Synthetic-biology companies are already marketing a few fine chemicals: engineered yeast has been used to make valencene and nootkatone, which provide the aroma of oranges and grapefruits, respectively, in perfumes and cosmetics. And at least five high-profile fine chemicals are scheduled to be released this year. Biofuels and commodity materials are still a mainstay, but firms are moving quickly to tap into an estimated US$20-billion market for fine chemicals, says Mark Bünger, research director at Lux Research, headquartered in Boston, Massachusetts, which tracks the industry. “We’re barely scratching the surfaces of the chemicals for which we already know there are markets,” he says.

We’re using a process very similar to that used to make beer.

Synthetic-biology companies have found it hard to break into established commodity markets with new biofuels and petroleum-based products, because businesses trade in high volumes and low prices. Also, the price of oil has not risen as high as some biofuels advocates had predicted. “The big challenge with making commodity chemicals is that those things are really cheap, and you have to straight-up compete on price,” says Reshma Shetty, co-founder of Ginkgo BioWorks in Boston, which has signed deals with unnamed partners to make six fine-chemical ingredients. These ingredients can command prices of the order of $10–10,000 per kilogram, compared with around $1 per kilogram for biofuels.

There are other pluses. Synthetic biologists can fine-tune their product profiles to be more palatable. That is a big draw for products such as stevia, a no-calorie sweetener extracted from a leafy green plant native to South America. The sweetness comes mainly from rebaudioside compounds such as Reb A and Reb D. But the most abundant of these — Reb A — becomes bitter in large quantities, whereas the sweeter ones, such as Reb D, are present in such small amounts that it would be too expensive to extract them from stevia plants in the mass quantities needed, for example, to sweeten soft drinks. So Evolva is trying to engineer a yeast that would ferment a better-tasting stevia based on the sweeter Rebs. “What we hope this means is that you can go to having a cola product based on, let’s say, Reb D, where you can get the taste right and the economics in units affordable to the consumer,” Goldsmith says.

Another advantage of the bioengineering route is that these additives can be swapped for those extracted from nature and still legally be called natural because they are made by living organisms (typically, yeast). And because it is added to food after the yeast has been removed, the ingredient itself need not be labelled in any particular way. As long as it is equivalent to one of the many used in the food industry that are generally recognized as safe, it can be added to foods without any regulatory review.

How consumers will respond to these products is unclear. Already, Friends of the Earth US, an environmental group based in Washington DC, is asking consumers to sign an online petition calling for food companies not to use synthetic-biology-derived vanillin in ice cream.

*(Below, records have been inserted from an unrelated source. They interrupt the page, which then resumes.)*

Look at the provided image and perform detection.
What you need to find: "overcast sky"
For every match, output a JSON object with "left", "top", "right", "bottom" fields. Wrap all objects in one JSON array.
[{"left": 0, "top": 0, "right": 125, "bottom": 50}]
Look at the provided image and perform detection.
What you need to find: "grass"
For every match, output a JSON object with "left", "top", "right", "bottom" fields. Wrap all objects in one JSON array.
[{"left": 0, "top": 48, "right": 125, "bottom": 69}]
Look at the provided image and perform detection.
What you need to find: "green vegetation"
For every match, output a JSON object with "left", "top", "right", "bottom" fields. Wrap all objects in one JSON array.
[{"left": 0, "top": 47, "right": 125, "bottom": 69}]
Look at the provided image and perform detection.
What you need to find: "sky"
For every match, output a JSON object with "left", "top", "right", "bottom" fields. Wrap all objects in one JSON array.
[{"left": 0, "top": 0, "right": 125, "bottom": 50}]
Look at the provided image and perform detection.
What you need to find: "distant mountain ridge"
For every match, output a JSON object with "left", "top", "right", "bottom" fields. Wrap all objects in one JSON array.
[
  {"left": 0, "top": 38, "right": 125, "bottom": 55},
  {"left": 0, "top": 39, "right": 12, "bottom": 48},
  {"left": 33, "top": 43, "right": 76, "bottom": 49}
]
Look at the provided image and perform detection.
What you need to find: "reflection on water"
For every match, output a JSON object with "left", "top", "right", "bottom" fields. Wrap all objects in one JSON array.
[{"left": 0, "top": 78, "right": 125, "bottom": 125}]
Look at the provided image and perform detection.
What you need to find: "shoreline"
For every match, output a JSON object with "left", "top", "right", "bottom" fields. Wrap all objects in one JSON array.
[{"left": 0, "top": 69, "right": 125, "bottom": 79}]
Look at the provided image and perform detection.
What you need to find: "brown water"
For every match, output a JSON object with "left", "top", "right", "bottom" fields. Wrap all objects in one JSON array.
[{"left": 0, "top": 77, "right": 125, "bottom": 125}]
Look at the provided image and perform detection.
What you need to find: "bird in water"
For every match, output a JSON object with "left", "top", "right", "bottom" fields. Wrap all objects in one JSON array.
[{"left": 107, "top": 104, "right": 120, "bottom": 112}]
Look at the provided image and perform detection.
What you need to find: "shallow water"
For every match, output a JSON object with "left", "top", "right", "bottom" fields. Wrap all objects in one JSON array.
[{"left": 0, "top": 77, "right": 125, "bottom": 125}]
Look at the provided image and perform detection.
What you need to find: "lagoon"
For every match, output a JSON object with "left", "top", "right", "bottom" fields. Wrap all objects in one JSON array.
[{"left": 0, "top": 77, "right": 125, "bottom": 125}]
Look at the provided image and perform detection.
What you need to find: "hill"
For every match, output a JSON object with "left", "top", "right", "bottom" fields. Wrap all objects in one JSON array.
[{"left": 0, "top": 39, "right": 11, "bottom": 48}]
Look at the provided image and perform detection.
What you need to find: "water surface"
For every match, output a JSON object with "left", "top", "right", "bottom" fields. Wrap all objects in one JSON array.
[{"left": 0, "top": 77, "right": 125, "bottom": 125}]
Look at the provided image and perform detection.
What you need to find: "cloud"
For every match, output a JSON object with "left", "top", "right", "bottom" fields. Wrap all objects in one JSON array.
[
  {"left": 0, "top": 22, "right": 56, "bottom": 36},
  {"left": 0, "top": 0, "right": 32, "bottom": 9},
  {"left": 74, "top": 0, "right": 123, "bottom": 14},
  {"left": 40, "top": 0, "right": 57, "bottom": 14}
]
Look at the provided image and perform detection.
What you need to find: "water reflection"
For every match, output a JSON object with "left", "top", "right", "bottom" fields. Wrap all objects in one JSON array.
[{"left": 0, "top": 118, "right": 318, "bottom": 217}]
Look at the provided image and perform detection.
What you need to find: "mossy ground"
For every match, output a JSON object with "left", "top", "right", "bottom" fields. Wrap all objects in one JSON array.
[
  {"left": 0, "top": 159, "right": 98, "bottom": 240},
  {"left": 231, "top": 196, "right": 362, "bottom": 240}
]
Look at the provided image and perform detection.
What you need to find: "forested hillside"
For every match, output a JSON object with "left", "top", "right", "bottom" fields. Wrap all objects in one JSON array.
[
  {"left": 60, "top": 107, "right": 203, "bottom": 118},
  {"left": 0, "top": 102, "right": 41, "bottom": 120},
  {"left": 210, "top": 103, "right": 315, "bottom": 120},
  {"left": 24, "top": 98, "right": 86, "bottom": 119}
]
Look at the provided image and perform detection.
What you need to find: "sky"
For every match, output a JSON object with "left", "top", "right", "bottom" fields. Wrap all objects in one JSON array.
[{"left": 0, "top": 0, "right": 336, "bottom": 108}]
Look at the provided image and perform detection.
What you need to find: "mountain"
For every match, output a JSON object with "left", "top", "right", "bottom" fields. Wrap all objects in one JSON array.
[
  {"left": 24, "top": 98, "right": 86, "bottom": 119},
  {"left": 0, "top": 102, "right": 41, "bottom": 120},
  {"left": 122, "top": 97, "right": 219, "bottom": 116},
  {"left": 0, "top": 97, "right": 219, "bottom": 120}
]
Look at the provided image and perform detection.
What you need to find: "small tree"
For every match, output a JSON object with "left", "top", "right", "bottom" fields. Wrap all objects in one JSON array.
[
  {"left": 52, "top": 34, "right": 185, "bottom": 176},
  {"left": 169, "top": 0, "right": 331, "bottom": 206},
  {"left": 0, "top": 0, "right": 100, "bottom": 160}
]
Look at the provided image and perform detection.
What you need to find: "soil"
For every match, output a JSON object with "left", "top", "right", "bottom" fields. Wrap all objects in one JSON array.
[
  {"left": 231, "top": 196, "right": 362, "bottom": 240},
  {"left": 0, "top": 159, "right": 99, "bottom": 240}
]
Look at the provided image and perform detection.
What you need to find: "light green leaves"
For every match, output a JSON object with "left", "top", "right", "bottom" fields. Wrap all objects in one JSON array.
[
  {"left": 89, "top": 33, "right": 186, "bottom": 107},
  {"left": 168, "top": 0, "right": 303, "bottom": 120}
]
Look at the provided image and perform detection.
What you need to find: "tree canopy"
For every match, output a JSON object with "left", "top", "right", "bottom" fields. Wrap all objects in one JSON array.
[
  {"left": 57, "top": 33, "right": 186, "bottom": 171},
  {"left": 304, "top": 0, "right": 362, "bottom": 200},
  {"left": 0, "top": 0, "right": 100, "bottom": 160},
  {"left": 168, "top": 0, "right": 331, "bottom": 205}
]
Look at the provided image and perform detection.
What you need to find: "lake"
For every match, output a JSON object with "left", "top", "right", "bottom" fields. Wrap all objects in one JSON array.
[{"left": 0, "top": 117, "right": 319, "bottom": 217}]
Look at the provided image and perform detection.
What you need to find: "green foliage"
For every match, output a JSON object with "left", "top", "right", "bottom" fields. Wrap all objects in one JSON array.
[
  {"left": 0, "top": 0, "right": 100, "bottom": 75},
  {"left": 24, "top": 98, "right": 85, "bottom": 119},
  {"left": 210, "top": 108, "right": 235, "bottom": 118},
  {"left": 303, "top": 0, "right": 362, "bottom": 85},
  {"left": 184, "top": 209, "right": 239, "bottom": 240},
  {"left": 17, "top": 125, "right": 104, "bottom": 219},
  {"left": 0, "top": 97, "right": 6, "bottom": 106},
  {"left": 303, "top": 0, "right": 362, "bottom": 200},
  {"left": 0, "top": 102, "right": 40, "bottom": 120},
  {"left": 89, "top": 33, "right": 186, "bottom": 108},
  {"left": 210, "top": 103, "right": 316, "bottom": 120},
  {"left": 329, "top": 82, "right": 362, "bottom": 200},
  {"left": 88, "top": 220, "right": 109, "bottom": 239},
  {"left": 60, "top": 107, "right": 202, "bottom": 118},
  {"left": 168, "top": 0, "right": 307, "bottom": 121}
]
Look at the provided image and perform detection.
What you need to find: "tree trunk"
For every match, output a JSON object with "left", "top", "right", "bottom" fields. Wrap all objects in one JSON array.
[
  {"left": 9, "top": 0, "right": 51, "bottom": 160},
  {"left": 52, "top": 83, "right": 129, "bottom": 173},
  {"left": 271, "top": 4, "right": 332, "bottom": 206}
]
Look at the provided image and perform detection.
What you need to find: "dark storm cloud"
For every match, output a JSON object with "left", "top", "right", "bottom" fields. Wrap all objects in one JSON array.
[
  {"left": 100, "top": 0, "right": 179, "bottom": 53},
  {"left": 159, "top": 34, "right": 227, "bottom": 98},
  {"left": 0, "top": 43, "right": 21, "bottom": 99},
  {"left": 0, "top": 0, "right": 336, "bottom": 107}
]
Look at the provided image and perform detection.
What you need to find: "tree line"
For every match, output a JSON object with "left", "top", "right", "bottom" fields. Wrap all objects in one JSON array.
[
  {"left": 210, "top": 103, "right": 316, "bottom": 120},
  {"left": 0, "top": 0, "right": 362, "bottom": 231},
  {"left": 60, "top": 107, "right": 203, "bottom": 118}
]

Some companies are positioning themselves for the coming battle. Solazyme, based in South San Francisco, California, modifies algae to produce oils that are added to cosmetics sold by the international beauty chain Sephora. A spokesperson says that its products “are made naturally by microalgae”.

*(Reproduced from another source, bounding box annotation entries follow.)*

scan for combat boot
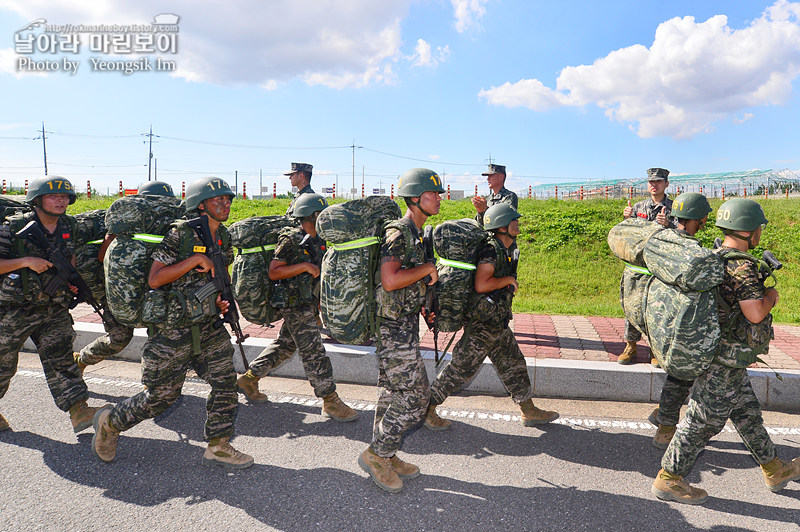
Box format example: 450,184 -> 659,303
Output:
425,403 -> 452,430
322,392 -> 358,421
72,351 -> 87,377
653,425 -> 677,449
650,469 -> 708,504
69,399 -> 97,433
617,342 -> 636,365
519,399 -> 558,427
203,438 -> 253,469
236,369 -> 269,403
92,405 -> 119,462
358,447 -> 403,493
761,457 -> 800,493
389,455 -> 419,478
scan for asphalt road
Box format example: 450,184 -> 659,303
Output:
0,357 -> 800,532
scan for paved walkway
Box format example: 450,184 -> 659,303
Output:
72,304 -> 800,369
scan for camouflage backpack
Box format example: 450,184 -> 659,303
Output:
433,218 -> 486,332
103,195 -> 184,327
640,231 -> 724,380
317,196 -> 402,344
228,216 -> 298,325
75,209 -> 106,305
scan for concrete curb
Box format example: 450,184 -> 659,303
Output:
29,322 -> 800,412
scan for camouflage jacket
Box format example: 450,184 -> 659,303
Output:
475,187 -> 519,227
286,185 -> 315,216
375,218 -> 427,320
714,247 -> 773,367
271,227 -> 326,308
153,220 -> 233,327
0,211 -> 76,307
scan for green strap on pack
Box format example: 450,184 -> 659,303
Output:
237,244 -> 277,255
625,262 -> 653,275
330,236 -> 381,251
439,257 -> 478,270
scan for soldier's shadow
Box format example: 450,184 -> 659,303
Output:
3,432 -> 776,532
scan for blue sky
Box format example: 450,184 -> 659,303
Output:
0,0 -> 800,195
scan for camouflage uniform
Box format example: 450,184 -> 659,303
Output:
370,218 -> 430,458
286,185 -> 316,216
619,194 -> 675,342
431,237 -> 533,405
0,212 -> 89,412
101,222 -> 238,440
249,227 -> 336,397
475,187 -> 519,227
661,248 -> 775,477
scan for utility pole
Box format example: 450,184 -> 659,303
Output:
142,124 -> 158,181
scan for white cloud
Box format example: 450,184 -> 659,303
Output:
409,39 -> 450,67
0,0 -> 412,89
450,0 -> 487,33
479,0 -> 800,138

Carolyn Fritz, chief executive of Allylix in San Diego, California, takes a different tack in trying to head off concerns. Her company uses yeast to make terpenes — organic chemicals that can be extracted from plants for use in fragrances and foods. She points out that one of the main synthetic-biology processes, using the fermentation powers of yeast, is something that should be familiar to thirsty consumers. “We’re using a process very similar to that used to make beer, wine and lots of other products,” she says.